Well, the title says it all. Lining 10.5mm. On the right, one at 22mm, on the left, four - 17, 16, 16 and 14. They consider (now they tell me) anything above 14 as possibly fertile, so that gives us five follicles, and the cycle is cancelled.
We saw yet another doctor this morning, and lo, she was pretty much as bad as Dr ICU. Let's call her Dr Condescending, for the sake of argument. Before she even scanned me she sat us down to give us the speech. When I asked her very calmly about all the research I'd done, she told me that of course she'd seen lots and lots of patients, and therefore she knew that there was a high chance of multiples in my case. I asked her why, she told me that it was because of my lining and because the follicles kept growing, "even in the absence of the Puregon". I pointed out several times that since I had been taking Puregon in the evenings, I'd only been without it for 12 hours, so it was hard to tell what my follicles would do in the absence of it.
Given the research I'd done, I also asked about converting the cycle to IVF. She said not possible since I would have had to have taken the GNRh agonist by now. Not according to one article I read, but there you go.
We got the whole, "It's policy" speech, and most maddening of all the: "I know how you feel" comment.
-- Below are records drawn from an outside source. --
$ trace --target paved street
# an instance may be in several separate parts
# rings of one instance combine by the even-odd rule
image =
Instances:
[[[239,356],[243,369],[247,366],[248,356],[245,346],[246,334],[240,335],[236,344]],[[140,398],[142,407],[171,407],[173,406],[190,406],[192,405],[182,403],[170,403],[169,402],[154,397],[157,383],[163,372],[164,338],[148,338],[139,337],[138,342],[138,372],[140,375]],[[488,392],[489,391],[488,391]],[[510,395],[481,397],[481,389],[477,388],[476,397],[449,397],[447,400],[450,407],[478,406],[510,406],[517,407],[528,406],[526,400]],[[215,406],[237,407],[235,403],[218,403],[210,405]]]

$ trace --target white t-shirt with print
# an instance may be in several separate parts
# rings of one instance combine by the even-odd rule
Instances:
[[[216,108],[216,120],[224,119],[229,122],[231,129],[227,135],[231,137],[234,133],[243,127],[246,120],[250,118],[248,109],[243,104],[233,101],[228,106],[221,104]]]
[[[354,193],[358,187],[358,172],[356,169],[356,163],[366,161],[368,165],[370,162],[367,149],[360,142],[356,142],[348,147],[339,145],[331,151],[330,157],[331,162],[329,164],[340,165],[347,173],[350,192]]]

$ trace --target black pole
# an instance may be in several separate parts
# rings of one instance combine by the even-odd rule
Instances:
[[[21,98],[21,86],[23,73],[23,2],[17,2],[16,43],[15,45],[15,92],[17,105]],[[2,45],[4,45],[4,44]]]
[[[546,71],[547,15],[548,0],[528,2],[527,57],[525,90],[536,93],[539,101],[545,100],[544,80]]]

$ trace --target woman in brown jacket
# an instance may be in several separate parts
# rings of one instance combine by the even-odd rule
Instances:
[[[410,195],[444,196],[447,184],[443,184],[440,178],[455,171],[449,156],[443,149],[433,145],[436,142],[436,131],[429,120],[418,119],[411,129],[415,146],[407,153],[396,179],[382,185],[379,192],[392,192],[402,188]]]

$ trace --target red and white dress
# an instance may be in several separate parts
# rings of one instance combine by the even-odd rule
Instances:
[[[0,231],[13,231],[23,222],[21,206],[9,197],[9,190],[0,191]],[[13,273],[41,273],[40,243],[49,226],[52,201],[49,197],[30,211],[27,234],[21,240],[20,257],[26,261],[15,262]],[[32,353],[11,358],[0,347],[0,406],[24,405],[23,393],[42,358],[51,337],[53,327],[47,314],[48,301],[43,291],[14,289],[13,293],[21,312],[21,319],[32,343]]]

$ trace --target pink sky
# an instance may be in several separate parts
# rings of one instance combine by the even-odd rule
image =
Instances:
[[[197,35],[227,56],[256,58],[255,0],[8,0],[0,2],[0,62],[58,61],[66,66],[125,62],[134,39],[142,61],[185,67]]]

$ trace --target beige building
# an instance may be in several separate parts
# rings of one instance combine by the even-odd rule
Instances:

I really wanted to deck her at that point.
Eventually I gave up and we left, and I sobbed. As we were leaving she threw in the point about: "and no unprotected intercourse, either."
I know you guys are going to tell me to just have sex. But it's not that easy for us. H, remember, has a problem with impotence. This situation is pretty much guaranteed to make it impossible for him to perform. He also informed me this morning that he hasn't renewed his prescription for the impotence drug so we don't even have that crutch.
I really do feel devastated. I know it's nothing compared to what many of you have been through. But I really felt this was our cycle. We'd have a May baby, just as I always wanted (and fantasised about this time last year). I've taken two weeks off "to relax". HAHAHAHAHA. I won't be able to keep taking days off when treatment comes up. I feel like this was our chance and we got it snatched away from us. This month I put a moratorium on any travel for work, and mostly my clients understood. I don't know how I can manage to organise another month where I don't have to travel for work.
I know there will be another cycle. It just doesn't feel like it right now.